News, University News

UCS, administrators discuss food security, textbook costs

Working group would increase support for low-income students, mandate substantial meal plan

By
Senior Staff Writer
Wednesday, March 21, 2018

​Several administrators attended the Undergraduate Council of Students’ general body meeting Wednesday to discuss a working group proposal that would increase support for students whose financial aid packages include no expected “parent contribution,” according to text of the revised draft distributed at the meeting.

The proposal, which was also discussed at yesterday’s Brown University Community Council meeting, aims to address two issues: “food insecurity” and “insufficient funds for books,” according to the draft.

The University is “in a period of gathering feedback,” and expects to announce a plan for the 2018-19 academic year “that encompasses these proposals” soon, Director of News and Editorial Development Brian Clark wrote in an email to The Herald.

“We were thinking about our values as an institution and what (we can) really do within the law, within our means as a university that’s also sustainable,” said Vernicia Elie, assistant dean for financial advising. “We don’t want students to worry about food, we don’t want students to worry about books or supplies, but we’re starting with books.”

These measures would first be implemented for students in the lowest income group “knowing that (the issue) is probably broader,” Provost Richard Locke P’18 said, adding that the University would look to expand these programs to other students on financial aid after evaluating their effectiveness.

Locke assembled a working group to address the challenges that low-income students face at the University after he received input from students, including UCS President Chelse-Amoy Steele ’18 and Jonathan Jaramillo ’18, in fall 2017.

The University has yet to finalize the details for a textbook purchasing program, but would like to “have sort of a card that people could swipe (to) make sure that everyone has the books that they need for their classes,” Locke said.

“We’re prioritizing a system that doesn’t really force anyone to out themselves,” Jaramillo said. “But also there is a return policy that comes with this, so that (these students) can take full advantage during shopping period.”

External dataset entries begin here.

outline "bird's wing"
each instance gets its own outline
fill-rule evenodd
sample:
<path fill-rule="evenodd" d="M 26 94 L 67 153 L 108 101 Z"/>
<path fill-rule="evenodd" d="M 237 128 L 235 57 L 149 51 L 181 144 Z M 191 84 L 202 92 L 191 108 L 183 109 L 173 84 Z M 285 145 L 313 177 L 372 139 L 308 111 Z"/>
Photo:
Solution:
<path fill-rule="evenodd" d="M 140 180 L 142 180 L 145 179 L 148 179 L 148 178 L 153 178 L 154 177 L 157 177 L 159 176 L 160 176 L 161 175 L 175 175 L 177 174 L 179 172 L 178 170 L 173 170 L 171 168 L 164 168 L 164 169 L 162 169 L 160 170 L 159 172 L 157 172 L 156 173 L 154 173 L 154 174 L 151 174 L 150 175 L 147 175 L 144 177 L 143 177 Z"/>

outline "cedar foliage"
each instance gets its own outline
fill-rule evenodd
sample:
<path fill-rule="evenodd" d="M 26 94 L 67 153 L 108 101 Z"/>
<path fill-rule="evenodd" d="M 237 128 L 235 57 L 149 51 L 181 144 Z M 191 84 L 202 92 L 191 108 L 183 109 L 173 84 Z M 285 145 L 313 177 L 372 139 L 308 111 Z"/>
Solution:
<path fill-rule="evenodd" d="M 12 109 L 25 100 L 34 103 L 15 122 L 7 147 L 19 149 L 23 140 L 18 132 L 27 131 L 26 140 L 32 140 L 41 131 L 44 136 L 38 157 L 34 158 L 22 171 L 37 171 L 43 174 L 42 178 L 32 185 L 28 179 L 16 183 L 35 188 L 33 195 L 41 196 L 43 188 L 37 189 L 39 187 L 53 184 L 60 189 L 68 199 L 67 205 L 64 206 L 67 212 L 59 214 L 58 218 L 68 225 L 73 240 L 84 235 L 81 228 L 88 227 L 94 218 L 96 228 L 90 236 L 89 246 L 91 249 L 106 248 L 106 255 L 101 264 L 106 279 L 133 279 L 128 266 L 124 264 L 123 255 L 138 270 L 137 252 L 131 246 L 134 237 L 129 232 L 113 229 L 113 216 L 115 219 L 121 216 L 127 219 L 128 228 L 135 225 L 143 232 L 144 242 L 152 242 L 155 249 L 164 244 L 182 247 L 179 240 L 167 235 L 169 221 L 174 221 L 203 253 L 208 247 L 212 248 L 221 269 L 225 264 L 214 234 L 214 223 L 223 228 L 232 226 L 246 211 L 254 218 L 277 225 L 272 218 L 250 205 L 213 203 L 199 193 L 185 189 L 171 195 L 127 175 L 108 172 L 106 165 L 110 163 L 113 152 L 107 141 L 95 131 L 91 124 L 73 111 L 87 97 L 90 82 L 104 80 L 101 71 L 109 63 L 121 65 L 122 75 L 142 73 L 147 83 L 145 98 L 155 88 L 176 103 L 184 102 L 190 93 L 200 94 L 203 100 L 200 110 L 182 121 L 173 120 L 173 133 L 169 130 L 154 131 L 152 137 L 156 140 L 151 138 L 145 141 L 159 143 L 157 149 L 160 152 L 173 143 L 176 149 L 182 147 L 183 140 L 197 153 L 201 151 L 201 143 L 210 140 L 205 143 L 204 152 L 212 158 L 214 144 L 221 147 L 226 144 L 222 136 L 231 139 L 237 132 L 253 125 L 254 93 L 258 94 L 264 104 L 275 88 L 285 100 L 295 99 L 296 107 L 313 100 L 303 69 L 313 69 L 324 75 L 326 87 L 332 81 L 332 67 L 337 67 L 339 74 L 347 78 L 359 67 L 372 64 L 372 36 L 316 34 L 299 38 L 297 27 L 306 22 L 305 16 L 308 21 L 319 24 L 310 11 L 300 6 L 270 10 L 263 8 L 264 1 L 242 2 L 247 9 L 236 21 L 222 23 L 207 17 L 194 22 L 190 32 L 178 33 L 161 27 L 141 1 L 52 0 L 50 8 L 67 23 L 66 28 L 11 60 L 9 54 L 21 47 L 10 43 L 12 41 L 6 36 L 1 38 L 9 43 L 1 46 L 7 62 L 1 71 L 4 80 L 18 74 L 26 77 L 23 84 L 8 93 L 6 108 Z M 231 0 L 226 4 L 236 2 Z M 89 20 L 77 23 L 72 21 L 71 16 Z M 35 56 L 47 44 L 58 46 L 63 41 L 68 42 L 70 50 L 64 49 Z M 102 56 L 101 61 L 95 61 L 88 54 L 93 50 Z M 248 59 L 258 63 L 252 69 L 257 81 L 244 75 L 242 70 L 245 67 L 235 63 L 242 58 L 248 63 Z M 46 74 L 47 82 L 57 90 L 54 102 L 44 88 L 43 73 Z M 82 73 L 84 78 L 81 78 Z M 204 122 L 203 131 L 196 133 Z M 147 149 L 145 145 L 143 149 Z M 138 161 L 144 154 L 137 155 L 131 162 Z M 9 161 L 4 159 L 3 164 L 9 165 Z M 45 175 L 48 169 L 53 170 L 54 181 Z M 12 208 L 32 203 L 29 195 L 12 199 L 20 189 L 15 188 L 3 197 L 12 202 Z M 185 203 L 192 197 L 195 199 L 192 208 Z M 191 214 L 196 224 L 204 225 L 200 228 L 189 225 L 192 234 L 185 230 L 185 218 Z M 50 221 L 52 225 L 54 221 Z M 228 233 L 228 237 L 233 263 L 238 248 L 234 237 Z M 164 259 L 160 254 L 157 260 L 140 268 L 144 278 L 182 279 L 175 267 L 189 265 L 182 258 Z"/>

Another element of the working group proposal that was discussed would require all first-year students to be on one of the two most substantial meal plans: the 20 meals per week plan or the Flex 460 meal plan, Elie said. The University would make this a requirement for all first-years regardless of socio-economic background “to try to prevent stigma” against low-income students, Locke said.

To further evaluate the question of food security among undergraduates, the proposal submits that the University establish an additional working group, which would consider issues that include whether to create a system for students with extra meal swipes to donate them to students in need, said Chief of Staff to the Provost Marisa Quinn.

Quinn, Locke, Elie and Dean of Financial Aid Jim Tilton emphasized that this proposal is insufficient in terms of addressing all of the obstacles that low-income students at the University may face, and said they would continue to seek new ways to support these students.

“If you’re a student here, you shouldn’t have to worry about where your next meal is coming (from),” Locke said. “If you’re a student here, you should have access to the books that you need to excel here.”

Voting for positions on the Undergraduate Council of Students and the Undergraduate Finance Board closes today at noon. Results will be announced at 10 p.m. on the steps of the Stephen Roberts ’62 Campus Center.